Fed to Unveil Plan for 'Fast Payments'Strong Authentication Would Play a Key Role
The Fed's research confirmed interest among consumers and businesses in a faster U.S. payments system, similar to the Faster Payment Service already running in the U.K., Wells says in an interview with Information Security Media Group at the Fraud Summit Chicago.
"Clearly, there's a recognition that faster payments would be beneficial in a lot of use cases," she says. "There's still a lot of use for checks and ACH, but there's also a need for more instant payments as well."
Wells stresses that the Fed won't mandate that banks and credit unions move to a new fast payment mechanism. "We've studied different ways that this could be accomplished in this country given our payment ecostructure," she says. "We're going to put some suggestions out for how we think it might be able to be accomplished."

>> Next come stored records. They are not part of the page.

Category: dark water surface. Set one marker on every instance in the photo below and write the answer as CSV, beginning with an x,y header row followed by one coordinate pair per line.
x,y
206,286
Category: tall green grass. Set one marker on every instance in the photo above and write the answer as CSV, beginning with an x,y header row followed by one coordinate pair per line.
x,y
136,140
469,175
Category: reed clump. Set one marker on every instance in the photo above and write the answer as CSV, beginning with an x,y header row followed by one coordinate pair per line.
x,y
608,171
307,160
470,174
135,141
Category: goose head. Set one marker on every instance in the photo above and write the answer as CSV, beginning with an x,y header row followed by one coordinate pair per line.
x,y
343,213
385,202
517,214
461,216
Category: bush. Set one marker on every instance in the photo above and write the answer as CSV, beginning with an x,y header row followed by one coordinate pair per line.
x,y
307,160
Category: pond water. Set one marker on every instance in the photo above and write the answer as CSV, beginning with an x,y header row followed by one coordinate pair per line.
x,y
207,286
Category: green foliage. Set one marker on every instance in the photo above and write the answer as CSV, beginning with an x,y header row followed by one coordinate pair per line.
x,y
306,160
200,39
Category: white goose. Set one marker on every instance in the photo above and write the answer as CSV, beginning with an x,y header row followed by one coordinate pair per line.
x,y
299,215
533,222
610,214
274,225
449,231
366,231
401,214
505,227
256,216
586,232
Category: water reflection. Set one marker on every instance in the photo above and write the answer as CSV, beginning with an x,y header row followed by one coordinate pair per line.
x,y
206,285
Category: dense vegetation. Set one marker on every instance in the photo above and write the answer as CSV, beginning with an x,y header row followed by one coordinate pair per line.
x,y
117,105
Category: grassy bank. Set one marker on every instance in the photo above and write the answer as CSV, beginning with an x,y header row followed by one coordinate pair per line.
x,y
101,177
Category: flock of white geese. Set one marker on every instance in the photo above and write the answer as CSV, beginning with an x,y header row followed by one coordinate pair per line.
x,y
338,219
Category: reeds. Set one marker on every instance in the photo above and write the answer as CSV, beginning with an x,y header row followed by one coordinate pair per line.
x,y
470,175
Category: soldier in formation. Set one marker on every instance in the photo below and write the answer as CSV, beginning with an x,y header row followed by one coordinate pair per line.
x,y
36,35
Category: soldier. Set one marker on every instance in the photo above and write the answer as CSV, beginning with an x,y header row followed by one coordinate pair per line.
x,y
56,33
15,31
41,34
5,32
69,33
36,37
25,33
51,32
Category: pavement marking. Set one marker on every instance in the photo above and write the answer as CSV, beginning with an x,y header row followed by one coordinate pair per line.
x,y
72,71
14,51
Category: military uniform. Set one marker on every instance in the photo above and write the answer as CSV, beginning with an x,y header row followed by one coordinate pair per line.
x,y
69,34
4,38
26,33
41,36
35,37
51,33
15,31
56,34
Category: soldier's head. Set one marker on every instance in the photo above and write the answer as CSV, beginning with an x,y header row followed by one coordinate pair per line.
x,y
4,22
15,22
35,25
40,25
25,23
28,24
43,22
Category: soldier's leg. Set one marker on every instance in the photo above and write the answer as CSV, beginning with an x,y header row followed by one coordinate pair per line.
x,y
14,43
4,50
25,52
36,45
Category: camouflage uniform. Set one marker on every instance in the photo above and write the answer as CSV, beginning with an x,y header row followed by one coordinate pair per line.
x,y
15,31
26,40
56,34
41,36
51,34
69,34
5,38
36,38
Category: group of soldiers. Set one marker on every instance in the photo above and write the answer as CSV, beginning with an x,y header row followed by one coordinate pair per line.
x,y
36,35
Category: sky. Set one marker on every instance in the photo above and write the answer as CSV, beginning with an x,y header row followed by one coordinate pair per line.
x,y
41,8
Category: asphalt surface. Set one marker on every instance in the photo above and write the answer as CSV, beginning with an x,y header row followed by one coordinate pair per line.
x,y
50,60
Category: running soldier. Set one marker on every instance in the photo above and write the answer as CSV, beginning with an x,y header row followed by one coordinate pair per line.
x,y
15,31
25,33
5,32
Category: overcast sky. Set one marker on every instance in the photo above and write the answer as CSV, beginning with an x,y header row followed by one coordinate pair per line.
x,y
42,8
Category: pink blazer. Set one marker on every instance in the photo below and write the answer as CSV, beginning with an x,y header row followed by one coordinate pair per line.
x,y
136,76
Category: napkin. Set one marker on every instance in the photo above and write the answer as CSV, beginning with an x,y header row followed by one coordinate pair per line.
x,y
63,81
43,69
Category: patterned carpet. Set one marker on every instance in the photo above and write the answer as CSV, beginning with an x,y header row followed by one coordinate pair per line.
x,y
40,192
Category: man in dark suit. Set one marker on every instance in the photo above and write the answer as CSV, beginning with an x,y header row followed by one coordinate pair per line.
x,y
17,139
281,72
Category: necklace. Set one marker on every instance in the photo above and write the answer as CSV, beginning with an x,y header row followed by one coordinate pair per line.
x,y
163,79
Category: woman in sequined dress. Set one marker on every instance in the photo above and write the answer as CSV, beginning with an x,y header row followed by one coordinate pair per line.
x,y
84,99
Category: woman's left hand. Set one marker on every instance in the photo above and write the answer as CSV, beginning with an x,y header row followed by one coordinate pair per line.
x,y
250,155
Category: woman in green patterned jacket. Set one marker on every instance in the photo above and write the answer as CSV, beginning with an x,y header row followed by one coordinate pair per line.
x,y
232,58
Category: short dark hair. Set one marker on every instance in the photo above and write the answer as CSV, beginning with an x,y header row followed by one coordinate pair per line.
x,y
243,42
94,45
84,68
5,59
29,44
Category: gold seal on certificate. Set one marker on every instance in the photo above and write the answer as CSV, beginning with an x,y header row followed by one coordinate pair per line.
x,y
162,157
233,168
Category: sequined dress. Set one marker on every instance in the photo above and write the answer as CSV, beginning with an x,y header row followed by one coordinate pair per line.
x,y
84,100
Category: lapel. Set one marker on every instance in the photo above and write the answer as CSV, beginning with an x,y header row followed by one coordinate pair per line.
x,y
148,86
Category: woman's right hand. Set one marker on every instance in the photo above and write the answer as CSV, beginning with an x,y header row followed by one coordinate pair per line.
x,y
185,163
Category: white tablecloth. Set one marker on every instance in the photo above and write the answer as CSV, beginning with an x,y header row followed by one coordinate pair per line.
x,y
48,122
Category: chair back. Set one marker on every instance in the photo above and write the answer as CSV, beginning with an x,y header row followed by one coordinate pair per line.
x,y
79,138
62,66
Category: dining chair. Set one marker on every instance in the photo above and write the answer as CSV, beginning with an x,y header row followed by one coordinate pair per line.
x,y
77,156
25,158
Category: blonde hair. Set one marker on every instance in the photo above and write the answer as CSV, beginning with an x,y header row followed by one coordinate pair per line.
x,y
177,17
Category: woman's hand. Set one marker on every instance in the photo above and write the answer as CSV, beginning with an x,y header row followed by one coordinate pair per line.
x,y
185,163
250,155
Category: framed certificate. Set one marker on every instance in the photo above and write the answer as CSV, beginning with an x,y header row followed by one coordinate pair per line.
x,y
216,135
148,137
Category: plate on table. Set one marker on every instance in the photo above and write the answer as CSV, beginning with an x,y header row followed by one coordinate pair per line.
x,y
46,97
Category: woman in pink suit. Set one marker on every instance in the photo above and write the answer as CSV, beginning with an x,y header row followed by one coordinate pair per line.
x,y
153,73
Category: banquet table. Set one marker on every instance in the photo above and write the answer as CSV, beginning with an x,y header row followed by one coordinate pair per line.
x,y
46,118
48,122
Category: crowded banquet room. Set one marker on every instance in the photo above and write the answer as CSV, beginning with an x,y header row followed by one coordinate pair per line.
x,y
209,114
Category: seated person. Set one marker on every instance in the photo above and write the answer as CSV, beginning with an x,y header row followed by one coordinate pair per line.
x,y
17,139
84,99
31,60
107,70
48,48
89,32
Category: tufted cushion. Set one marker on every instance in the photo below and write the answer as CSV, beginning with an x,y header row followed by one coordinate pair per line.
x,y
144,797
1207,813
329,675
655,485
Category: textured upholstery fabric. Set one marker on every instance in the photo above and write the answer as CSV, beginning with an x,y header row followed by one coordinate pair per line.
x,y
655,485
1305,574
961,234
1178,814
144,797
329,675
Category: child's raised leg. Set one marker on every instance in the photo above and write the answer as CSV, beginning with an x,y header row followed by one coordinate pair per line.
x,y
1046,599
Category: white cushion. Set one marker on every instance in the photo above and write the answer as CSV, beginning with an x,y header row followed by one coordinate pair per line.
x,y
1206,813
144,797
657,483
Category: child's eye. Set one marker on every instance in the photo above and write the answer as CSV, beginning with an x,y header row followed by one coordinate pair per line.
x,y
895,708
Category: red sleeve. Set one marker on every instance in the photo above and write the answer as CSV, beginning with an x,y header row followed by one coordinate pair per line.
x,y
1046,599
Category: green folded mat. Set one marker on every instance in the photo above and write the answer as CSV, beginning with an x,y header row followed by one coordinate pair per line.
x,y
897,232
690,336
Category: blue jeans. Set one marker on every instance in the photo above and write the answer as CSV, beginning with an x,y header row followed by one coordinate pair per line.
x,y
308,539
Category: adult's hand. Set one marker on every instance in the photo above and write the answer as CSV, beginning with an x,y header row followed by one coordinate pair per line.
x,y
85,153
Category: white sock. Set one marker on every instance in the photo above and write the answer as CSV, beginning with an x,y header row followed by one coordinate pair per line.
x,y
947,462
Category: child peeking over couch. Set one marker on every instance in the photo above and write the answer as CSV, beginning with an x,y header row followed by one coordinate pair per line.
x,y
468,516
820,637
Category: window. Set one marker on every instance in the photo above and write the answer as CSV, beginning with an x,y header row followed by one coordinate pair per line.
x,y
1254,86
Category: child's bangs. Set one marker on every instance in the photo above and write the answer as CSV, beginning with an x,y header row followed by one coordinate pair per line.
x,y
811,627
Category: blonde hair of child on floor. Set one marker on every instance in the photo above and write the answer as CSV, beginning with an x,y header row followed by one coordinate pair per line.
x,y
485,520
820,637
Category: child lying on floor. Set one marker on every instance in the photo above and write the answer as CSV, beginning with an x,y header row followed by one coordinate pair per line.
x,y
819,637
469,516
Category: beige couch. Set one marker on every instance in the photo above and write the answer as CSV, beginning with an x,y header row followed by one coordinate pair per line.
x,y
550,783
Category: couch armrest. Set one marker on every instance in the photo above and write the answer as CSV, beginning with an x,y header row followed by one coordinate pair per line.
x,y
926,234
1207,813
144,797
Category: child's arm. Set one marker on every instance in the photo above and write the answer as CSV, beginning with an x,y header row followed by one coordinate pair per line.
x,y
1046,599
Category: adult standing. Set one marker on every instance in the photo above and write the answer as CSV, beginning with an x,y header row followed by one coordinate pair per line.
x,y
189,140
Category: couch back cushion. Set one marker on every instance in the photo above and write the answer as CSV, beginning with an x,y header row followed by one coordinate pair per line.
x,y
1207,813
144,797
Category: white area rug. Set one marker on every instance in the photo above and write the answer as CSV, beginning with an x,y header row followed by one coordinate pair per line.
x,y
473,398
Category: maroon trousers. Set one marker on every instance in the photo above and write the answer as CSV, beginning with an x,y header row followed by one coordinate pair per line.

A move to faster payments would require security enhancements, Wells acknowledges.
"Our thought is that because of the risk of fraud that is heightened with instant payments, especially if there was instant settlement, that there would absolutely need to be heightened authentication," she says. "And we've seen that in other countries as well. The U.K., in fact, has had good success with two-factor authentication for these types of payments."
In the interview, Wells:
- Acknowledges that creation of a fast-payment system would require that banks and credit unions conduct back-office retooling. "Clearly that's not an easy thing to do, and it's costly. We want to be thinking whether the investment is going to be paying off over the longer term. Our view on that is, yes, it probably would."
- Comments on how the U.S. payment system will evolve over the next five years;
- Points to updates on the project at fedpaymentsimprovement.org.
Wells is vice president, risk officer, for the Federal Reserve Bank of Chicago. Previously, she was an assistant vice president in the financial markets group, where her work focused on policy issues related to risk management in derivatives clearing and settlement and innovations in general purpose payment systems. Before joining the Federal Reserve Bank of Chicago, Wells was a vice president for payment system strategy at Wachovia Corp., and a senior policy analyst in the payment risk area at the Board of Governors of the Federal Reserve System.